About 15 years ago, Salazar began collaborating with CIDEIM, an infectious disease research institute in Cali, Colombia, where he was born. In Cali, about 7 percent of young, sexually active people have evidence of syphilis.

UConn Health microbiologists began analyzing the genetics of the syphilis bacteria from patients in Colombia and samples from collaborators in San Francisco and the Czech Republic. They noticed strains were from different places yet similar.

The team then went back through T. pallidum’s genetic code for genes that code for proteins in the outer membrane and never change.

Although T. pallidum, which has only about 1,000 genes, was first identified in 1905, no one had identified proteins on its outer membrane until now.

“They’re mutating to avoid the immune system,” UConn Health microbiologists Justin Radolf said.

Because they suspected these mutating genes coded for the sought-after proteins, they tested them using a computer modeling program. They wanted to see if those proteins were barrel-shaped and used by the bacteria on its outer membrane. Indeed, many possessed these attributes.

The bacteria that causes the infection, T. pallidum, is also delicate and often breaks open and spills its guts, making it impossible to determine which proteins are supposed to be on its outside.

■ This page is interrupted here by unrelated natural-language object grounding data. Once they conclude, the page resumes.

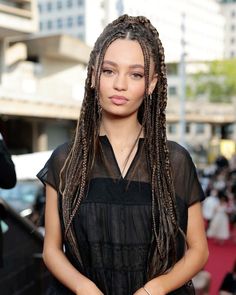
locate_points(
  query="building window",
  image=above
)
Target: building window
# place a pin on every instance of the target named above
(200, 128)
(187, 128)
(69, 3)
(40, 7)
(80, 20)
(172, 128)
(81, 36)
(59, 5)
(49, 24)
(49, 6)
(172, 90)
(69, 22)
(80, 2)
(59, 23)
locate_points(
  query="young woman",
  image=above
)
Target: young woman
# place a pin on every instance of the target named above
(122, 200)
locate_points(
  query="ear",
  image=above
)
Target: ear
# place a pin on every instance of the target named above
(153, 83)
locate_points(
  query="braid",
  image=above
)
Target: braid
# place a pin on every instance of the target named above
(74, 176)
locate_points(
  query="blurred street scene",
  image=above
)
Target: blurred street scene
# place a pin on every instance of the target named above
(44, 50)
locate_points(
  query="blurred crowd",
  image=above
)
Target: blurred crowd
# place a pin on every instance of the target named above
(219, 207)
(219, 212)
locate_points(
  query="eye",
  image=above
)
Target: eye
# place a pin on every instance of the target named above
(107, 72)
(137, 76)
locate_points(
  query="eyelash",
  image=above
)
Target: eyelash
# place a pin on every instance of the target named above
(134, 75)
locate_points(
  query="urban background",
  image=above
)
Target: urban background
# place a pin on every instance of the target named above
(44, 50)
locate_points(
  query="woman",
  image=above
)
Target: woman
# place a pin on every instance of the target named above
(128, 200)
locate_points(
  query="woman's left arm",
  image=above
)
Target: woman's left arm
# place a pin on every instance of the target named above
(190, 264)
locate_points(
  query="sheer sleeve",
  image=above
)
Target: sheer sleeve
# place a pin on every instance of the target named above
(186, 182)
(50, 173)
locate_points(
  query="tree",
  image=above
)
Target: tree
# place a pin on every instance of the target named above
(217, 83)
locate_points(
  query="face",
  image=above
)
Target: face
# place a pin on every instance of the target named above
(122, 82)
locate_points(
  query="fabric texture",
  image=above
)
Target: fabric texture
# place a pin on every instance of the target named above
(113, 224)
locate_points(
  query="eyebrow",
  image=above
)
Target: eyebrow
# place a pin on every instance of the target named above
(134, 66)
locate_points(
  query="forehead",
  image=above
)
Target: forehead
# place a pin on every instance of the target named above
(125, 51)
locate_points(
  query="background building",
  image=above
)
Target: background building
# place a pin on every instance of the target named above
(228, 9)
(85, 19)
(79, 18)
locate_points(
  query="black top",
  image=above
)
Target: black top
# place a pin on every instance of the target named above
(113, 225)
(7, 168)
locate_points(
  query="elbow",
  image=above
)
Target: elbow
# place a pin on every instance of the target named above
(203, 256)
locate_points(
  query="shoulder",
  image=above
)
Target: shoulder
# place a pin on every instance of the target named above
(61, 152)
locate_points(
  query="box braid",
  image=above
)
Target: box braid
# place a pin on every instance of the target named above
(74, 176)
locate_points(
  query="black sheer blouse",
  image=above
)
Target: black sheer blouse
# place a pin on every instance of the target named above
(114, 225)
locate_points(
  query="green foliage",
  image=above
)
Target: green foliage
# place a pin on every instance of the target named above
(218, 83)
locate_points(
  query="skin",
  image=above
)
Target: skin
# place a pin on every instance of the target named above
(122, 76)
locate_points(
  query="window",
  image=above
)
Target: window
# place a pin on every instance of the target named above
(49, 6)
(200, 128)
(172, 128)
(69, 3)
(187, 128)
(80, 2)
(172, 90)
(59, 23)
(59, 5)
(40, 7)
(80, 20)
(69, 22)
(49, 24)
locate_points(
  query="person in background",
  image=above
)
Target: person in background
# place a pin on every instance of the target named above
(7, 167)
(7, 181)
(228, 285)
(121, 200)
(209, 206)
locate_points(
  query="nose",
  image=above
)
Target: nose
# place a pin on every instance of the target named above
(120, 82)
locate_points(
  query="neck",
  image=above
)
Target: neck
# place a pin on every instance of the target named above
(120, 129)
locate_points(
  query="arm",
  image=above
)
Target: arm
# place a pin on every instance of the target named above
(53, 255)
(7, 168)
(190, 264)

Syphilis is hard to study because it cannot be grown in a lab dish or in mice. Rabbits are the only animals susceptible to the infection, and their bodies clear it quickly, requiring them to be infected regularly in order to be useful.

The researchers made the proteins and tested to see if they folded into that barrel shape. Then, they made antibodies for the proteins and attached them to the exteriors of intact T. pallidum bacteria finding that the correct proteins were present.

“You want the best candidate outer membrane protein for a vaccine, the one that varies the least,” UConn microbiologist Melissa Caimano said.

The next step, the researchers say, will be working with others at the University of North Carolina, and to enroll patients in China and Malawi, for a test to see if the syphilis they’ve studied is representative enough of the infection worldwide. And then they’ll get to testing it with groups of people.